Talking at an open-ended 'Qurultay' summit convened by the COP29 presidency after it released a set of decision draft texts, including the one on the New Collective Quantified Goal (NCQG), Nandan said the climate talks began with a clear focus on enablement through the NCQG.
"However, as we approach the conclusion, we see a troubling shift towards mitigation without the corresponding means of implementation. This is unacceptable. Mitigation ambitions are meaningless without the financial support to make them a reality on the ground."
The NCQG must reflect finance as the critical enabler for developing nations to formulate and implement their ambitious Nationally Determined Contributions (NDCs). This requires specificity—on structure, quantum, quality, timeframes, access, transparency, and review.
"We demand a mobilisation goal of USD 1.3 trillion, with at least USD 600 billion in grants or grant-equivalent resources. Proposals to expand the contributor base, introduce macroeconomic and fiscal conditionalities, or push for carbon pricing and private sector-driven investment flows are contrary to the NCQG mandate. This goal is about financial support, not an investment target," Nandan said.
India also said climate action in developing countries must remain country-driven, aligned with national priorities and circumstances, and rooted in sustainable development goals and poverty eradication.
In mitigation, India said it rejects the prescriptive approach in the draft. Introducing targets for 2030, 2035, and 2050 in a manner that shifts responsibility onto developing nations while ignoring the historical emissions of Annex I countries creates a crisis of climate leadership.

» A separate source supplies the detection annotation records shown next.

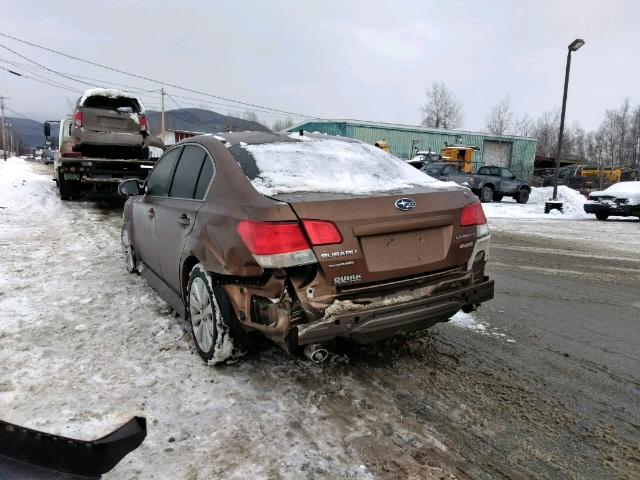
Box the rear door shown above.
[156,144,213,292]
[133,147,182,275]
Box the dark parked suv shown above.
[468,167,531,203]
[119,133,493,364]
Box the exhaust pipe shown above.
[304,343,329,363]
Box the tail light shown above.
[302,220,342,245]
[460,202,489,238]
[460,202,487,227]
[236,220,317,268]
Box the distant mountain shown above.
[5,117,53,148]
[5,108,270,148]
[147,108,271,135]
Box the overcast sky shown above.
[0,0,640,130]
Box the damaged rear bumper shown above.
[291,277,494,346]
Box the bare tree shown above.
[271,117,294,132]
[421,82,464,128]
[533,110,560,157]
[485,97,513,135]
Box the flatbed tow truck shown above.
[44,118,155,200]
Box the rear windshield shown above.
[82,95,140,113]
[229,137,449,195]
[422,165,445,176]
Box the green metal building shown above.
[289,120,536,178]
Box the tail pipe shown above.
[304,343,329,363]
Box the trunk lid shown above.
[274,187,476,286]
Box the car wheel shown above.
[480,187,493,203]
[120,225,138,273]
[58,177,71,200]
[186,264,246,365]
[515,188,529,203]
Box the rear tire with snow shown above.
[120,225,139,273]
[480,187,493,203]
[185,264,246,365]
[513,188,529,203]
[57,174,73,200]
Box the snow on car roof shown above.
[78,88,144,113]
[236,133,462,195]
[591,181,640,204]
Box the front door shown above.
[133,195,160,273]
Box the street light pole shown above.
[545,38,584,213]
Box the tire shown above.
[513,188,529,203]
[185,264,246,365]
[58,174,72,200]
[120,225,139,273]
[480,187,493,203]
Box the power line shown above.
[0,67,82,94]
[0,41,93,86]
[0,52,306,123]
[4,105,42,123]
[0,33,319,119]
[0,57,160,93]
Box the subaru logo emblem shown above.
[396,198,416,212]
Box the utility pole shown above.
[544,38,584,213]
[160,87,164,143]
[0,95,9,162]
[8,124,13,155]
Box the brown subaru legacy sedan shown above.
[119,132,494,364]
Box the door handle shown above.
[178,213,191,225]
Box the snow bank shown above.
[591,182,640,205]
[482,185,593,220]
[243,134,461,195]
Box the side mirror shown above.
[118,178,142,197]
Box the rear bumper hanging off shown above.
[291,277,494,345]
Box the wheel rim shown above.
[122,228,135,272]
[189,277,214,352]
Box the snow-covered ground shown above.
[482,186,640,255]
[0,158,640,479]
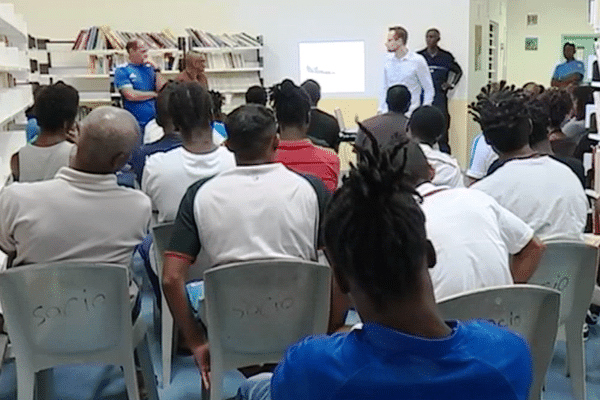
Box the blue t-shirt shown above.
[552,60,585,81]
[271,321,533,400]
[115,64,156,128]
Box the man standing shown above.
[115,39,166,135]
[377,26,435,116]
[419,28,462,153]
[550,43,585,87]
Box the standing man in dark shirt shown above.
[300,79,340,153]
[419,28,462,153]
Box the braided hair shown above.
[270,79,311,126]
[169,82,213,136]
[323,124,427,309]
[469,81,531,152]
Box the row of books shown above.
[73,25,177,50]
[185,28,262,47]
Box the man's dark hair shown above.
[389,26,408,44]
[539,88,573,129]
[156,81,179,127]
[34,81,79,132]
[385,85,411,114]
[125,39,140,53]
[246,85,269,106]
[225,104,277,158]
[300,79,321,107]
[169,82,213,135]
[469,81,531,153]
[525,96,550,146]
[271,79,311,126]
[323,127,427,309]
[408,106,446,146]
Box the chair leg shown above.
[565,321,586,400]
[160,295,174,387]
[123,354,140,400]
[16,360,35,400]
[34,368,54,400]
[136,335,158,400]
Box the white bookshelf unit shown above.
[0,3,33,186]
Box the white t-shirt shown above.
[471,156,588,240]
[466,133,498,179]
[142,147,235,222]
[417,183,533,301]
[420,143,465,188]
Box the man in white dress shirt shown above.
[377,26,435,116]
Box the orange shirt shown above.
[275,139,340,193]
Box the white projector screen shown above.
[299,41,365,93]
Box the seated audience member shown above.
[408,106,465,188]
[0,107,151,304]
[465,133,498,185]
[300,79,340,153]
[271,79,340,192]
[163,104,328,387]
[246,85,269,106]
[561,86,594,143]
[131,82,181,183]
[175,51,208,90]
[10,81,79,182]
[238,135,533,400]
[469,82,588,240]
[354,85,411,153]
[488,95,585,188]
[396,139,544,301]
[208,90,227,145]
[142,82,235,222]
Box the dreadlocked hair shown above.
[469,81,530,152]
[169,82,212,135]
[540,88,573,128]
[323,123,427,308]
[270,79,311,126]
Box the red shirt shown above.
[275,139,340,193]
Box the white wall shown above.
[14,0,469,98]
[507,0,593,86]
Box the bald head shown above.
[72,107,140,174]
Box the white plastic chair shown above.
[0,263,158,400]
[204,260,331,400]
[527,241,598,400]
[152,222,176,387]
[438,285,564,400]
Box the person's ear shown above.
[425,239,437,268]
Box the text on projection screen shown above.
[299,41,365,93]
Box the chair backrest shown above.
[0,263,132,370]
[152,222,175,282]
[204,259,331,398]
[527,241,598,326]
[438,285,560,399]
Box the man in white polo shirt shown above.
[377,26,435,116]
[163,104,328,387]
[0,107,151,318]
[405,144,544,301]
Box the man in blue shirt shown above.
[418,28,462,154]
[238,138,532,400]
[115,39,166,136]
[550,43,585,87]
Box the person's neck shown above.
[498,144,536,161]
[182,128,217,154]
[531,139,554,155]
[280,126,307,140]
[35,130,67,147]
[350,267,452,338]
[395,46,408,58]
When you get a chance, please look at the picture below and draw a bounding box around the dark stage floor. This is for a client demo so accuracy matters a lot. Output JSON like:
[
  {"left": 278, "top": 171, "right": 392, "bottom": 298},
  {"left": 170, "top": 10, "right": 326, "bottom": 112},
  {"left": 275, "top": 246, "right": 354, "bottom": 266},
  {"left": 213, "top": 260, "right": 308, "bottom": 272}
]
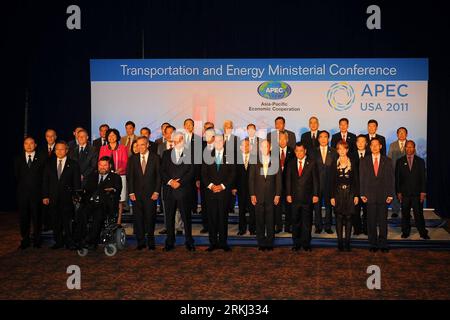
[{"left": 0, "top": 214, "right": 450, "bottom": 300}]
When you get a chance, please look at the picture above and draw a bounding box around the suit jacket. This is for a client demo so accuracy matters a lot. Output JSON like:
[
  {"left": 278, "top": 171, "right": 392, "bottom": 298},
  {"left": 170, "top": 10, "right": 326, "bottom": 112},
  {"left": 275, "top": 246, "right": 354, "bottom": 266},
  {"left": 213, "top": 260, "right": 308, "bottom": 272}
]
[
  {"left": 69, "top": 144, "right": 98, "bottom": 178},
  {"left": 286, "top": 157, "right": 319, "bottom": 205},
  {"left": 127, "top": 152, "right": 161, "bottom": 199},
  {"left": 14, "top": 151, "right": 47, "bottom": 202},
  {"left": 161, "top": 148, "right": 194, "bottom": 200},
  {"left": 248, "top": 159, "right": 283, "bottom": 204},
  {"left": 388, "top": 140, "right": 406, "bottom": 168},
  {"left": 359, "top": 154, "right": 395, "bottom": 204},
  {"left": 83, "top": 170, "right": 122, "bottom": 210},
  {"left": 300, "top": 130, "right": 320, "bottom": 152},
  {"left": 395, "top": 155, "right": 427, "bottom": 196},
  {"left": 201, "top": 149, "right": 236, "bottom": 199},
  {"left": 331, "top": 131, "right": 356, "bottom": 156},
  {"left": 42, "top": 157, "right": 81, "bottom": 204},
  {"left": 365, "top": 134, "right": 387, "bottom": 156},
  {"left": 267, "top": 130, "right": 297, "bottom": 149},
  {"left": 311, "top": 147, "right": 338, "bottom": 195}
]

"Annex I parties must shoulder their obligations. Their emissions continue to rise, and they have yet to close the pre-2020 mitigation gap. The draft text unacceptably reinterprets our shared understanding. Transitioning must begin globally, with developed countries taking the lead in mitigation and ensuring means of implementation for developing countries. Domestic transitions in developing nations cannot succeed when constrained by the inaction of developed countries," India said in its statement.
"If we fail to achieve a meaningful outcome here, we fail in our fight against climate change. Developed countries have a clear responsibility to fulfill their commitments and provide the finance necessary for developing countries to act. Climate justice and the survival of millions depend on it,” Nandan said.